Data Privacy in Supply Chains and Machine Learning through Differential Privacy and Cryptography
More Info
expand_more
Abstract
In modern society, data is increasingly important for people's daily lives and commercial activities to benefit organization, management and analysis. Proper data utilization involves different stages, and the data life cycle is introduced to describe the procedures as generation, collection, processing, storage, management, analysis, visualization and interpretation. Along the data life cycle, data privacy is highly concerned since possible breaches can lead to the abuse of personal information and financial loss. In this thesis, we advance data privacy protection in data processing, data management, and data analysis correlated with the Spark Living Lab project in the domain of supply chains and machine learning. To enhance privacy protection, we propose solutions based on differential privacy and cryptographic protocols since they provide strong and provable security and privacy guarantees. Moreover, we integrate differential privacy and cryptographic protocols to achieve strong privacy guarantees efficiently and practically for data processing, management, and analysis.
In data processing, we focus on data anonymization and location data perturbation in supply chains. Data de-identification is essential to comply with privacy laws, such as GDPR, before possible sharing or analysis. We propose an anonymization algorithm by combining differential privacy and k-anonymity to achieve stronger privacy guarantees or better data utility than using them alone. Meanwhile, we consider trajectory hiding under possible attacks and real maps, which propose a more practical solution to share trajectory data under privacy protection.
In data management, we address secure data sharing with cryptographic protocols. Data sharing is vital in data management to advance collaboration and knowledge. However, possible data breaches and malicious inputs can lead to potential financial loss and identity theft. In this thesis, we propose a framework for sharing logistic data in a privacy-preserving way using blockchain and cryptographic protocols. Differential privacy is applied to anonymize data, while cryptographic protocols enhance privacy during data transmission.

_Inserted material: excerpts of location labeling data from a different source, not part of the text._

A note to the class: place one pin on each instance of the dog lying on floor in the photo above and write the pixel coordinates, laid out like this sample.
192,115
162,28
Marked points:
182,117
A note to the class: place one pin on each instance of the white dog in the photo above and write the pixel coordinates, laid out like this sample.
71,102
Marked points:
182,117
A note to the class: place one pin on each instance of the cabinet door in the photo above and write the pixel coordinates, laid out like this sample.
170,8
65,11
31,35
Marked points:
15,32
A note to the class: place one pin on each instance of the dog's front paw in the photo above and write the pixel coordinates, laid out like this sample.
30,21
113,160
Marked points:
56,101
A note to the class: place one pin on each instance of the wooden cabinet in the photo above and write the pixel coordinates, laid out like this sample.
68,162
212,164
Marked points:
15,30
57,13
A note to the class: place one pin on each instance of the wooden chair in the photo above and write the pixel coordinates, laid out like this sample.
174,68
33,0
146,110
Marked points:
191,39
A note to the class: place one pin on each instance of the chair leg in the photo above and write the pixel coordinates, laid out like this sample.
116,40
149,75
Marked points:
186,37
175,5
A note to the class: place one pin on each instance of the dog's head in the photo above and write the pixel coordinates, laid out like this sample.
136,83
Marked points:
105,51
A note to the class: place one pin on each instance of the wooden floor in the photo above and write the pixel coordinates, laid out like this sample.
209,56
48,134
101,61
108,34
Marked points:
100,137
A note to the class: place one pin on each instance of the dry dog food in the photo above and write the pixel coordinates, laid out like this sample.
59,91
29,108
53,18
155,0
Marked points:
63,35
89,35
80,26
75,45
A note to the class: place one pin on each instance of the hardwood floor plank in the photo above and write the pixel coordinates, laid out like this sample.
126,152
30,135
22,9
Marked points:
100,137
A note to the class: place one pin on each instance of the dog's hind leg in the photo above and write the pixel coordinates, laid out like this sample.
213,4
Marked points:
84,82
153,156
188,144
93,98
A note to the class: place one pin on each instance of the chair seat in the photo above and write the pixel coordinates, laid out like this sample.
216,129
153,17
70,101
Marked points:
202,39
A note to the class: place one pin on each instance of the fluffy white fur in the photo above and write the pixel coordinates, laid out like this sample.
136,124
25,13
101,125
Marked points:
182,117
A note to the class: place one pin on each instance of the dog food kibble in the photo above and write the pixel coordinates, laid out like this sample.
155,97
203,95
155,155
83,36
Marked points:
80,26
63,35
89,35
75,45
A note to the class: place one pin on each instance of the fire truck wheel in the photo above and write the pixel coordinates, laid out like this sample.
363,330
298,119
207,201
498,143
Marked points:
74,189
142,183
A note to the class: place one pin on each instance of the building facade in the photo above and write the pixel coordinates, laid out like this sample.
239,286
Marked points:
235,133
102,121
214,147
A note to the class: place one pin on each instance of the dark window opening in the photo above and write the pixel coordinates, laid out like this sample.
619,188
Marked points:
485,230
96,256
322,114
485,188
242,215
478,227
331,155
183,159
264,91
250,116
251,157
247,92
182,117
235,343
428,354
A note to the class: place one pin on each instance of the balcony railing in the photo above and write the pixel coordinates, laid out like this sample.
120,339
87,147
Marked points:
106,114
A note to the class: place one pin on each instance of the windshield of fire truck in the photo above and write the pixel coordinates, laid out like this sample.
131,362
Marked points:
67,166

In data analysis, we pay attention to privacy-preserving machine learning. Machine learning models are usually trained on large datasets which may contain sensitive personal information. It is important to consider privacy protection during the training and utilization of models. We use differential privacy and secure multi-party computation techniques to design a framework for collaborative learning among multiple parties against inference attacks. Also, we utilize zero-knowledge proof to validate model integrity without leaking the model.